The high prices of sweet potatoes paid by Chinese merchants prompted Vietnamese farmers to expand the sweet potato growing area. However, Chinese merchants have left right before the harvesting time, leaving Vietnamese farmers in distress.

 
Chinese merchants hold the handle of a knife

In the southern province of Vinh Long alone, there are more than 6000 hectares of sweet potato growing area. Local farmers rushed to grow sweet potatoes after they heard about the high demand from China. However, the sweet potatoes have not found the buyers, because Chinese merchants have stopped collecting the farm produce.



In Binh Tan district of Vinh Long province, sweet potatoes (Japanese violet variety) are selling at 280,000-320,000 dong per 60 kilos. The price is just equal to ¼ of the last year’s price and ½ of that in late March 2012.



However, even if accepting the low prices, farmers would still find it difficult to sell them. Le Hoang Lam, a farmer in Binh Tan district, said local farmers have been half dead with the potato fields which have not been picked.



Pham Van Doi, who has 4000 square meters of sweet potato fields, said that the investment rate is about 20 million dong for every 1000 square meters. Meanwhile, with the current sale prices, he can recover 50 percent of the production costs.



According to Tan Thanh Sweet Potato Cooperative Son Van Luan, the sweet potato market has been controlled by Chinese merchants over the last many years. As the big buyers, they set up a lot of different requirements on the products. Especially, the requirements on product specifications have been changed regularly.



“They have been turning Vietnamese farmers round and round. They set these requirements today, and other requirements tomorrow,” he said.



In the past, farmers in Binh Tan district grew different varieties of sweet potatoes with the same growing area for each variety. However, since Chinese merchants only collected violet Japanese potatoes, the growing area of this type of potatoes has increased rapidly, now accounting for 90 percent of the total area in the district.



Two years ago, Chinese merchants only accepted big bulbs of potatoes, then they collected both small and big bulbs. However, they have refused big bulbs (300 grams and more). As a result, farmers do not know whether to bargain potatoes away right now. If they sell right now, they would have to accept the low prices. But if they keep waiting with the hope about the price increase, the potato bulbs would get bigger and unsalable.

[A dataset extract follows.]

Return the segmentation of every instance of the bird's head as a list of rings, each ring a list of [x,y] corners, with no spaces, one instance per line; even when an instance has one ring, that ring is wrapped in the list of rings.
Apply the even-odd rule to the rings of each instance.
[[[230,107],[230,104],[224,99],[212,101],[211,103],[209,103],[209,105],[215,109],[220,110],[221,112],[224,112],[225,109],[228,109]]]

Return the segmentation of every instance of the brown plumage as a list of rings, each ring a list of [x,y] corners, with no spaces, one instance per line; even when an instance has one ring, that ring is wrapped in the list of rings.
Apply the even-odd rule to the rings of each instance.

The farmers in Co Do district of Can Tho City said that they are incurring the loss of 10 million dong for every hectare of sweet potatoes. Approximately 1000 hectares of sweet potatoes have been kept at the fields in Co Do and Binh Tan districts for the last five months, because of few buyers.



Not only sweet potatoes, but coconut, chili have also seen the prices drop dramatically because Chinese merchants have left after they flocked into the market to collect the products, thus pushing the prices up.



Who to blame?

Vo Van Theo, Head of the agriculture division of Binh Tan district, said farmers have been advised not to chop down some plants to grow others, because this would spoil the farm produce development program. However, no one could prevent farmers from growing sweet potatoes, which could bring high profits to them.



Theo said that the state management over the sweet potato trade has been loosened. Meanwhile, Chinese merchants have sufficient information and deep knowledge about the market, which allows them to dominate the market and control the market prices.



“Chinese merchants now hold the handle of a knife, while Vietnamese enterprises hold the edge, and farmers are on chopping board,” he said.